Vu la procédure suivante :

Par une requête enregistrée le 21 octobre 2019, M. A C, représenté par Me Vaubois, demande au tribunal :

1°) d’annuler la décision du 20 août 2019 par laquelle le ministre de l’intérieur a confirmé la décision du préfet d’Ille-et-Vilaine ajournant à deux ans sa demande de naturalisation ;

2°) de mettre à la charge de l’Etat la somme de 1 500 euros au titre de l’article L. 761-1 du code de justice administrative.

Il soutient que :

— il n’est pas établi que la décision attaquée a été signée par une autorité compétente ;

— la décision attaquée est entachée d’erreur manifeste d’appréciation au regard de l’ancienneté des faits reprochés ;

— elle méconnaît l’article 8 de la convention européenne de sauvegarde des droits de l’homme et des libertés fondamentales.

Par un mémoire en défense enregistré le 10 juillet 2020, le ministre de l’intérieur conclut au rejet de la requête.

Il fait valoir que les moyens soulevés par M. C ne sont pas fondés.

Vu les autres pièces du dossier.

Vu :

— la convention européenne de sauvegarde des droits de l’homme et des libertés fondamentales ;

— le code civil ;

— le décret n° 93-1362 du 30 décembre 1993 ;

— le code de justice administrative.

Le président de la formation de jugement a dispensé le rapporteur public, sur sa proposition, de prononcer des conclusions à l’audience.

Les parties ont été régulièrement averties du jour de l’audience.

Le rapport de Mme B a été entendu au cours de l’audience publique.

Considérant ce qui suit :

1. M. A C, ressortissant de la République centrafricaine, a sollicité l’acquisition de la nationalité française.

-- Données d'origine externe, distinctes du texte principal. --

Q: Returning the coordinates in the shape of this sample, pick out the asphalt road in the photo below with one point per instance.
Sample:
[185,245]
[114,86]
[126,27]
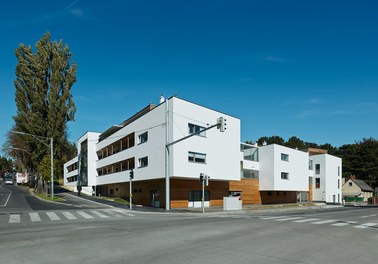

Par une décision du 31 janvier 2019, la préfète d’Ille-et-Vilaine a ajourné sa demande à deux ans. Saisi du recours préalable obligatoire prescrit par le décret du 30 décembre 1993, le ministre de l’intérieur a confirmé cet ajournement par une décision du 20 août 2019. M. C demande au tribunal l’annulation de cette décision.

2. En premier lieu, par un arrêté du 9 août 2018, publié au Journal officiel de la République française du 11 août 2018, M. D E, signataire de la décision attaquée, a été reconduit dans ses fonctions de sous-directeur de l’accès à la nationalité française à la direction de l’accueil, de l’accompagnement des étrangers et de la nationalité au sein de la direction générale des étrangers du ministère de l’intérieur, pour une durée deux ans à compter du 28 août 2018. Conformément aux dispositions de l’article 1er du décret n° 2005-850 du

27 juillet 2005 relatif aux délégations de signature des membres du gouvernement, les

sous-directeurs peuvent signer au nom du ministre l’ensemble des actes relatifs aux affaires des services placés sous leur autorité. Par suite, M. C n’est pas fondé à soutenir que la décision attaquée serait entachée d’incompétence.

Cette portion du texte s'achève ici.